Bill: (Punk rock pioneers) 999
Leslie: Yeah, 999
Richard: Really?
Leslie: Who played Homicide first and last song, I remember. U2 played The Agora. And the Ramones for awhile seemed to come down about every six months or so. Seemed like they were coming down quite a bit.
Richard: What was the club where the Police played? The one on 441.
Bill: Fatcats.
Richard: Somebody was plugged in at the Agora. The Police at Fatcats, this and that.
Cameron: Did you know Bob Zinser? He might have been the guy that was doing it?
Richard: Rings a bell, but I don’t remember.
Cameron: Some of that was because the Agora was a chain.
Leslie: Yeah, it was. Because it was up in Ohio and down here.
Richard: It had to be. It’s kind of like nowadays on the west coast where I’m from now, you’ll see like someone cool but smaller, like from a George Thorogood, to a hip-hop artist, will come and play House of Blues Vegas, House of Blues San Diego, House of Blues Hollywood. We benefited from the fact that all of the sudden here’s Iggy Pop in our back yard with Clem Burke.
Bill: People were very excited when the Agora opened because we knew about the Cleveland one and the Atlanta one and so if they played the Cleveland Agora and the Atlanta Agora, they almost always played the one in Hallandale. Seven times out of eight.

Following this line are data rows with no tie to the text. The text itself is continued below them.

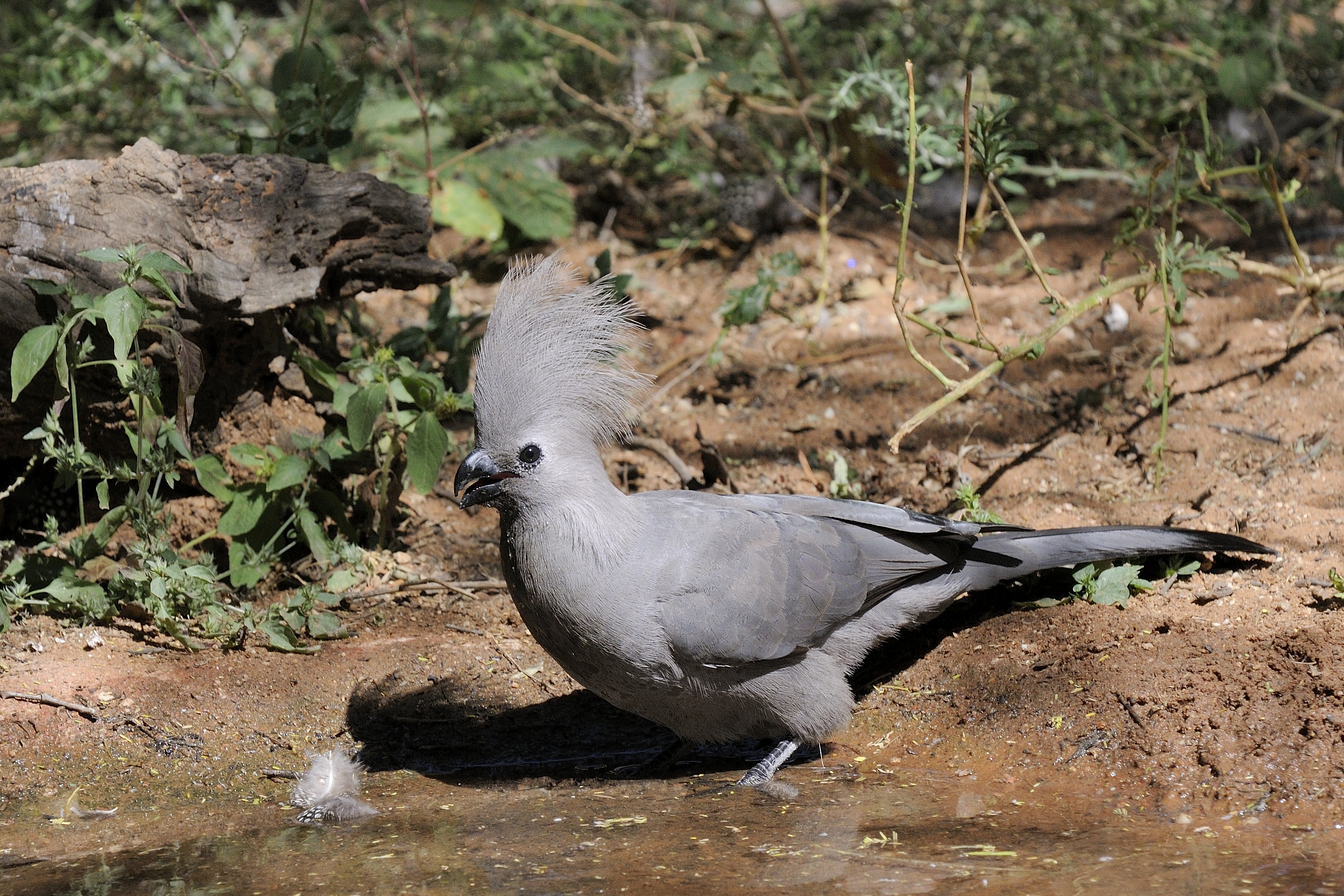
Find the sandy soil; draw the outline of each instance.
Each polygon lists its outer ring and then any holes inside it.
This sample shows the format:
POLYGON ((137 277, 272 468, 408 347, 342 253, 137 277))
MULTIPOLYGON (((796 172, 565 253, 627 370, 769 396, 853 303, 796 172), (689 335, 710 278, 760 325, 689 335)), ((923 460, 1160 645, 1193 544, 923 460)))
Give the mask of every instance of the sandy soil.
MULTIPOLYGON (((1062 292, 1081 294, 1097 283, 1110 236, 1067 215, 1058 226, 1058 206, 1038 212, 1054 226, 1038 251, 1063 271, 1062 292)), ((601 249, 582 239, 560 247, 577 263, 601 249)), ((825 747, 828 767, 977 775, 1003 799, 1030 799, 1050 779, 1117 814, 1206 826, 1204 836, 1263 821, 1300 844, 1335 825, 1344 806, 1344 599, 1327 576, 1344 568, 1337 317, 1308 316, 1290 330, 1296 297, 1273 285, 1198 283, 1177 333, 1168 470, 1154 489, 1157 420, 1141 391, 1160 339, 1152 304, 1140 310, 1132 296, 1118 298, 1132 318, 1118 334, 1102 328, 1099 312, 1078 321, 1044 357, 1009 368, 1015 394, 981 390, 892 454, 886 441, 899 422, 939 394, 898 345, 894 234, 841 228, 832 269, 844 301, 812 328, 767 316, 732 334, 712 369, 696 365, 715 336, 710 314, 724 286, 754 278, 755 261, 665 266, 621 249, 617 269, 634 274, 638 301, 657 318, 640 359, 659 375, 642 430, 698 467, 699 429, 742 490, 821 493, 827 453, 839 451, 875 501, 950 510, 949 486, 964 473, 986 506, 1023 525, 1169 521, 1279 551, 1273 562, 1207 557, 1200 572, 1160 582, 1126 610, 1020 606, 1062 596, 1067 575, 962 599, 871 658, 856 680, 853 724, 825 747)), ((809 258, 814 234, 788 234, 758 253, 782 249, 809 258)), ((938 238, 917 249, 950 257, 938 238)), ((991 265, 1009 249, 992 235, 972 262, 991 265)), ((917 302, 953 287, 954 274, 914 270, 917 302)), ((808 275, 780 302, 800 318, 808 275)), ((993 339, 1016 341, 1047 321, 1039 286, 1020 271, 982 279, 993 339)), ((460 301, 488 308, 493 289, 464 282, 460 301)), ((395 329, 423 320, 427 302, 425 293, 380 293, 366 304, 395 329)), ((958 375, 933 343, 922 347, 958 375)), ((301 396, 270 380, 211 441, 223 451, 320 424, 301 396)), ((630 490, 677 485, 648 451, 613 447, 606 457, 630 490)), ((445 466, 442 490, 453 469, 445 466)), ((355 637, 314 656, 255 646, 188 654, 133 622, 99 627, 94 638, 94 629, 31 618, 0 637, 0 689, 48 693, 99 715, 0 703, 0 864, 160 842, 239 807, 280 818, 289 782, 261 772, 301 767, 305 750, 362 747, 371 768, 388 775, 589 779, 668 743, 667 732, 577 689, 499 588, 395 591, 433 576, 499 576, 492 510, 462 512, 438 494, 406 502, 401 549, 370 555, 367 582, 352 588, 392 592, 348 599, 343 615, 355 637), (128 821, 103 833, 63 823, 73 799, 124 814, 175 807, 184 821, 128 821)), ((208 531, 218 514, 210 497, 172 506, 184 536, 208 531)), ((267 595, 298 580, 277 574, 267 595)), ((673 774, 741 770, 754 750, 707 751, 673 774)), ((374 793, 390 782, 375 774, 374 793)))

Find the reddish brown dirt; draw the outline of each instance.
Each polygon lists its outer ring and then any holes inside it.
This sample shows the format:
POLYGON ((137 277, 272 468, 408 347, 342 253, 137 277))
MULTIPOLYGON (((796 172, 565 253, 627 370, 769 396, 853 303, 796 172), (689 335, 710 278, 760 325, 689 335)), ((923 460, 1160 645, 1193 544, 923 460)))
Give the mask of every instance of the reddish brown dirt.
MULTIPOLYGON (((1047 212, 1040 212, 1050 224, 1047 212)), ((726 286, 753 279, 755 262, 737 270, 703 261, 668 267, 617 251, 617 269, 634 273, 638 301, 660 321, 640 357, 659 373, 642 418, 646 434, 698 466, 699 427, 747 492, 823 493, 827 453, 839 451, 876 501, 950 510, 949 485, 960 472, 1012 523, 1173 521, 1241 532, 1279 556, 1208 559, 1200 572, 1159 583, 1126 610, 1019 606, 1063 596, 1073 584, 1067 575, 964 599, 870 661, 856 682, 863 697, 853 724, 828 746, 828 767, 840 763, 870 778, 976 775, 993 780, 986 789, 996 801, 1030 802, 1050 780, 1117 814, 1208 826, 1204 836, 1235 837, 1263 823, 1301 844, 1309 827, 1333 825, 1344 805, 1344 599, 1327 582, 1328 570, 1344 568, 1339 318, 1308 314, 1290 326, 1296 297, 1275 294, 1270 283, 1198 283, 1177 333, 1177 398, 1156 489, 1159 422, 1142 395, 1160 340, 1159 318, 1146 313, 1153 298, 1144 310, 1130 296, 1117 300, 1132 318, 1120 334, 1106 333, 1093 312, 1044 357, 1009 368, 1005 379, 1019 395, 982 388, 892 454, 886 441, 896 426, 941 394, 898 344, 892 238, 841 231, 832 270, 845 301, 814 326, 767 316, 730 336, 712 369, 695 365, 715 336, 710 316, 726 286), (1331 441, 1322 446, 1322 438, 1331 441)), ((1097 283, 1109 242, 1101 231, 1055 230, 1038 251, 1043 265, 1063 271, 1059 289, 1078 296, 1097 283)), ((810 258, 814 244, 813 234, 796 232, 758 254, 792 247, 810 258)), ((560 249, 583 263, 601 246, 575 240, 560 249)), ((933 238, 915 249, 926 258, 950 255, 933 238)), ((972 262, 991 265, 1009 250, 996 234, 972 262)), ((915 302, 954 289, 954 274, 914 271, 907 289, 915 302)), ((806 269, 777 300, 794 320, 810 313, 814 275, 806 269)), ((978 296, 992 339, 1013 343, 1048 321, 1039 286, 1021 271, 985 279, 978 296)), ((462 282, 458 298, 488 308, 493 290, 462 282)), ((394 330, 423 320, 429 300, 380 293, 368 297, 367 312, 394 330)), ((961 375, 934 343, 919 345, 961 375)), ((284 443, 289 433, 320 424, 300 396, 274 386, 224 419, 216 450, 245 439, 284 443)), ((614 447, 607 461, 613 478, 632 490, 677 484, 646 451, 614 447)), ((405 500, 403 549, 370 555, 368 580, 353 591, 415 576, 499 575, 493 512, 465 513, 439 496, 405 500)), ((218 508, 198 497, 175 502, 173 512, 190 536, 207 531, 218 508)), ((282 592, 293 583, 281 575, 269 584, 282 592)), ((97 826, 67 830, 43 821, 77 787, 86 807, 195 806, 188 815, 199 819, 214 809, 235 814, 239 805, 280 813, 288 782, 258 772, 297 767, 294 754, 306 748, 362 746, 375 771, 387 772, 601 778, 667 743, 665 732, 575 690, 505 594, 466 591, 353 598, 344 615, 355 637, 316 656, 258 647, 187 654, 129 622, 99 627, 105 643, 89 647, 90 629, 44 618, 17 625, 0 637, 0 689, 78 700, 98 707, 102 720, 0 703, 0 858, 108 845, 97 826), (159 646, 168 649, 142 653, 159 646)), ((738 770, 747 755, 704 754, 695 768, 738 770)), ((374 793, 391 782, 375 775, 374 793)), ((129 848, 173 834, 146 821, 116 838, 129 848)), ((1336 849, 1324 841, 1301 846, 1309 848, 1336 849)))

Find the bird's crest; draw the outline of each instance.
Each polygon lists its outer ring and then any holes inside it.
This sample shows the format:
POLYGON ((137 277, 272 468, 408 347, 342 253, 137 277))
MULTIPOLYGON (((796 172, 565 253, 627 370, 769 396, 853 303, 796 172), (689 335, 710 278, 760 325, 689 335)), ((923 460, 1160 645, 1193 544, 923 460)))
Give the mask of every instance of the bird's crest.
POLYGON ((516 265, 500 283, 476 365, 481 433, 578 427, 594 442, 624 435, 648 383, 625 357, 637 313, 613 301, 605 282, 579 282, 555 255, 516 265))

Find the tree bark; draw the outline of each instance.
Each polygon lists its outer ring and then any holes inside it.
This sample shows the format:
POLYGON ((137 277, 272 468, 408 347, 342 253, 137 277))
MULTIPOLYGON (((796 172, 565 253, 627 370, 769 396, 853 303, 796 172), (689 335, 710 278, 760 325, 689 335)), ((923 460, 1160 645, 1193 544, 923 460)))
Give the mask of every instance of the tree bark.
MULTIPOLYGON (((167 275, 183 306, 161 322, 204 353, 196 407, 208 427, 289 351, 286 306, 446 282, 453 266, 426 254, 429 211, 425 197, 372 175, 290 156, 180 156, 148 138, 116 159, 0 169, 0 458, 31 451, 19 437, 42 420, 54 388, 48 365, 9 403, 15 345, 65 302, 24 279, 101 296, 121 285, 120 265, 79 253, 129 243, 190 267, 167 275)), ((108 386, 81 386, 81 404, 120 402, 108 386)))
POLYGON ((453 266, 425 254, 431 232, 422 196, 290 156, 179 156, 141 138, 116 159, 4 168, 0 329, 44 322, 24 278, 120 286, 87 249, 173 255, 192 270, 169 275, 181 318, 206 321, 446 282, 453 266))

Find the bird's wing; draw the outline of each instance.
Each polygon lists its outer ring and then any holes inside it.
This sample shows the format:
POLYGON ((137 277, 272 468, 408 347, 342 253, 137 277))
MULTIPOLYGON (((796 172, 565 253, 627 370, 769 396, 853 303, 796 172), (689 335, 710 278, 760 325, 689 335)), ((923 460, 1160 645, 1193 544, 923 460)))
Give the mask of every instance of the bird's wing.
POLYGON ((949 520, 933 513, 919 513, 871 501, 837 501, 806 494, 741 494, 728 500, 759 510, 840 520, 896 535, 935 535, 957 539, 966 544, 974 541, 976 536, 982 532, 1020 531, 1020 527, 949 520))
POLYGON ((657 537, 679 541, 675 551, 648 552, 677 557, 676 567, 656 571, 665 595, 660 621, 673 652, 691 662, 781 660, 863 610, 876 567, 890 580, 948 563, 946 551, 927 551, 914 539, 823 517, 700 501, 684 492, 649 494, 667 496, 661 502, 669 521, 675 517, 657 537))

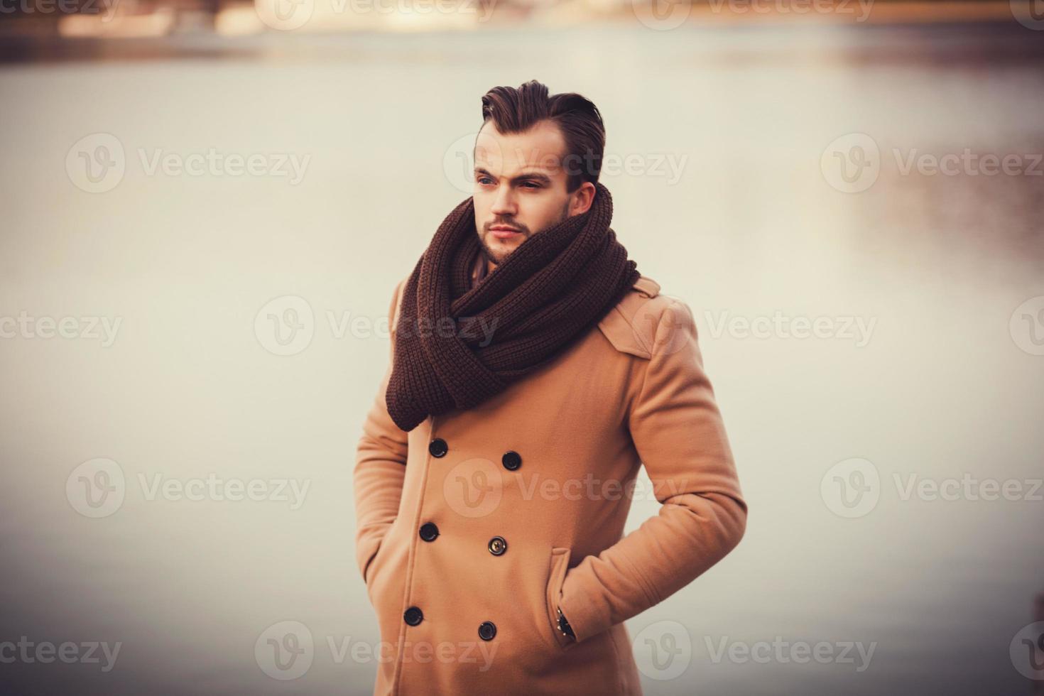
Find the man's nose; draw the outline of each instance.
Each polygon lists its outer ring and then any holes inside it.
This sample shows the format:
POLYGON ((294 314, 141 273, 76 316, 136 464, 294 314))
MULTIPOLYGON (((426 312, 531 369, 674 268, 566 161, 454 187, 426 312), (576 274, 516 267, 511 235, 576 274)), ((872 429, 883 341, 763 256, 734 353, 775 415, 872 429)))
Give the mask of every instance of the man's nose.
POLYGON ((493 198, 493 208, 490 212, 494 215, 515 215, 518 212, 515 205, 515 193, 511 186, 501 186, 497 189, 497 195, 493 198))

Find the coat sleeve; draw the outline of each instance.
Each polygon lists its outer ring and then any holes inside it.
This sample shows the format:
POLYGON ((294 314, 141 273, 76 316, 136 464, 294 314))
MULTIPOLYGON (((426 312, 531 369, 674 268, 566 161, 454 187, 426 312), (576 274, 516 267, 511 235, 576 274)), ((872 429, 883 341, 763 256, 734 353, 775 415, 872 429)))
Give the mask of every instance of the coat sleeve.
MULTIPOLYGON (((635 378, 641 386, 626 422, 662 506, 566 574, 559 605, 577 642, 689 584, 739 543, 746 526, 746 503, 704 371, 692 310, 666 295, 655 301, 663 311, 647 329, 648 359, 637 358, 644 370, 635 378)), ((640 328, 635 330, 637 335, 640 328)))
POLYGON ((388 415, 384 401, 395 362, 395 315, 403 283, 392 296, 388 309, 390 355, 380 388, 362 424, 356 448, 352 485, 355 494, 355 556, 365 581, 370 562, 377 555, 384 533, 399 513, 402 484, 406 476, 407 433, 388 415))

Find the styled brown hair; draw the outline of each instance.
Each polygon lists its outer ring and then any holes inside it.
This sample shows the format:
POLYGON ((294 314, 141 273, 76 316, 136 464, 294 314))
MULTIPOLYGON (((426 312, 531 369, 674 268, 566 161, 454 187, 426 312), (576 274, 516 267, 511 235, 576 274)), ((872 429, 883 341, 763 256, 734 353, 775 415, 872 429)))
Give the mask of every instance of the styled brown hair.
POLYGON ((566 141, 566 191, 597 183, 606 126, 590 99, 573 92, 548 95, 547 86, 535 79, 518 89, 495 87, 482 96, 482 124, 492 120, 500 133, 523 133, 545 119, 557 124, 566 141))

Richard: All those amazing gigs at that place.
Cameron: NRBQ.
Richard: All right I gotta stand up - since I’m the only Dade county guy here, well, Leslie…
Bill: I’m from Dade.
Johnny, Charlie, Sticks
Photo: Jim Johnson
|
Jeff: (interrupting) I’ve got a question, since Charlie’s not here now (Charlie took a brief break) … if Charlie wasn’t so self-critical, and if he was willing to be a little bit more pushy, and really go and make the effort other than to just rock the crowd, how big could he have been?
Jimmy: Bigger than George Thorogood.
Walter: Much, much more.
Richard: Let’s put it this way: he would have been at least as big as George Thorogood and I traveled with him around the country and, I don’t wanna say this with Charlie around.
Jeff: He’s not around…
Richard: Yeah, he’ll see this later. All right (looking into the camera) Charlie, here’s the thing and I always used to bug you about it when I was on the road, and he got better at it when he was on the road all that time, but what separates Charlie from a George Thorogood and a Jason and the Scorchers and a Georgia Satellites is what endears Charlie to us here at this table, the scrappiness, the Velvet Underground, the Johnny Salton, "What the fuck is he gonna do?" ok - we find that appealing because we’re punks, but the mass audience...
Walter: The spontaneity.
Richard: The spontaneity - the mass audience - you go talk to the Georgia Satellites today and I betcha they don’t wanna play Battleship Chains ever again in their life. But that’s what the mass media crowd…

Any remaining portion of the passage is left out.